Your use of line is great as is your vocabulary. I very much enjoyed this moment poem.


----------



## JosephB (Jun 13, 2011)

Gumby -- thanks for reading. Most of my poems are inspired by moments -- I get a feeling from them and try to capture it without thinking too much.

wood -- Glad you appreciated it. Thanks for reading and commenting.

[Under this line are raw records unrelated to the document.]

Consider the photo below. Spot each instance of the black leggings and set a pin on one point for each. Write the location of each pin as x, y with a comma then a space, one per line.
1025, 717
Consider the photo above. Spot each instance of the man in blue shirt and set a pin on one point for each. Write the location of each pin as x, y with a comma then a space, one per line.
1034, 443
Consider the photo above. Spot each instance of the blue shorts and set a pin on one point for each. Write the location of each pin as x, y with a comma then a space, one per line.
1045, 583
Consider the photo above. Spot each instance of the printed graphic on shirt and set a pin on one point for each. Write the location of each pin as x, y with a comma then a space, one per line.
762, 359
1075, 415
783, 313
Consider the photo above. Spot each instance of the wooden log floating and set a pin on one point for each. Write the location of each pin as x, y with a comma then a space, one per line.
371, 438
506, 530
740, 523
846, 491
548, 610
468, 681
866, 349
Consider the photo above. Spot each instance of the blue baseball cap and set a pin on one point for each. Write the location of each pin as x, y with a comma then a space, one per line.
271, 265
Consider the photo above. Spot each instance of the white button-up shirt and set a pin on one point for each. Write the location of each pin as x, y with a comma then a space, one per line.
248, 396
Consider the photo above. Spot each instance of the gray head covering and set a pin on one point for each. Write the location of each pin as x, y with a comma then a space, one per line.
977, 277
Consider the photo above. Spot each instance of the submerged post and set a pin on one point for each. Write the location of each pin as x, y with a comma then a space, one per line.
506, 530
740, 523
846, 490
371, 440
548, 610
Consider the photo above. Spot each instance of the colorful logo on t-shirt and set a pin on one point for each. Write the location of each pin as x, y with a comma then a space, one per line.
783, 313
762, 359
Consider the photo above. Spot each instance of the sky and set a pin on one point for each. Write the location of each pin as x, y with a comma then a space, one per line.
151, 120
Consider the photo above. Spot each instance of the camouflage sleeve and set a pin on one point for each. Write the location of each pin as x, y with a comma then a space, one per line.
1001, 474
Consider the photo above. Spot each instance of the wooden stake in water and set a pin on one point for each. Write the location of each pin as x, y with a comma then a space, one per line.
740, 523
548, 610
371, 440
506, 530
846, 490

S.G. -- Thanks. Not always sure about how to break things. I write pretty fast, but usually spend the most time with that aspect of it. A lot of rearranging and revisiting. Glad it worked for you.

Cheers, all.


----------



## Chesters Daughter (Jun 16, 2011)

Where have you been, Joseph? Naughty soul neglecting us so. tsk, tsk. Your ability to capture what should be just ordinary moments in the so called American Dream and beautify them so substantially never ceases to amaze me. And that you do it without a bunch of frills shows the extent of your talent. Your pieces are like snapshots to me, cherished memories captured for all time. This piece is no exception. I adore S3 for it's sentiment, lovely wording and perfect enjambment. Another winner, Joe, the depth of your love for your wife is a pleasure to be privy to, although like Cin, sometimes, I feel the voyeur. lol. Well done, love.

Best,
Lisa


----------



## JosephB (Jun 17, 2011)

Lisa, I've just been keeping busy with work, family, kids activities etc. -- writing always seems to take a back seat. I'm glad this worked for you. Very often, my relationship with my wife is the only thing that inspires me to write poetry at all -- but I'm trying to branch out from that some and try some new things. Thanks so much for reading and the positive comments. I hope to post and participate more here, even if it's just for the summer as things have slowed down a bit. 

Cheers


----------



## Jinxi (Jun 17, 2011)

This is such a lovely poem Joseph. I thoroughly enjoyed reading it. I can relate completely to the feelings you have captured - a special, warm, loving moment in time. It is clear to see the love and appreciation you have for your wife, and it is an honour to share that with you through your words. Thank you.


----------



## MadBen (Jun 17, 2011)

Nice one 

It puts me in mind of two people in a modern style appartement with a clean and bright layout as well as lots of metal and glass. I somehow imagine a woman descending a spiral staircase to the lower half, while looking towards the bright window that faces east in the bright morning light with her small bag held over her right shoulder, smiling with a mixture of joy and mischief. Oh.. and I think there is some cellophane-like paper from an unpacked present on the table... I think it contained a bottle of wine 

I'm sure you had your very own different image in mind, but it surely painted a very detailed one for me =D>


----------



## JosephB (Jun 18, 2011)

Jinxi -- thanks so much for reading and the nice comments. What makes you think it's about my wife? (Heh.)

MedBen -- A _slightly_ different image. A messy bedroom, laundry by the door, kids lurking in the hall etc. Glad it worked for you.


----------



## Firemajic (Jun 18, 2011)

Stunningly Beautiful in it's simplicity , Peace-Jul


----------



## Jinxi (Jun 18, 2011)

JosephB said:


> Jinxi -- thanks so much for reading and the nice comments. What makes you think it's about my wife? (Heh.)



Um, it was an assumption?


----------



## JosephB (Jun 18, 2011)

It's about her. I'd be in mighty big trouble otherwise.


----------



## Nick (Jun 18, 2011)

This poem is so sensual, but it's subtlety makes it so. I think the only downfall is that you've described it so well, you have dozens of members imagining your wife's body. I think you made a wise choice with the lack of extensive punctuation, and the lower-case setting - like the simplicity of the love you clearly feel, and the complete relaxation of yourself when describing her (and after the deed). Definitely a Monday Morning piece. I feel very mellow, which means I think you've achieved your goal (or one of them). A beautiful poem, Joseph.


----------



## Jinxi (Jun 18, 2011)

JosephB said:


> It's about her. I'd be in mighty big trouble otherwise.



Lol. It's really beautiful.


----------



## JosephB (Jun 18, 2011)

Thanks Nick. I wish I could say that was a choice, but I use that style for all my poetry. Sometimes I wonder if it’s just easier for me that way – if it isn’t a little lazy. Glad it worked for you. Thanks for reading and commenting.


----------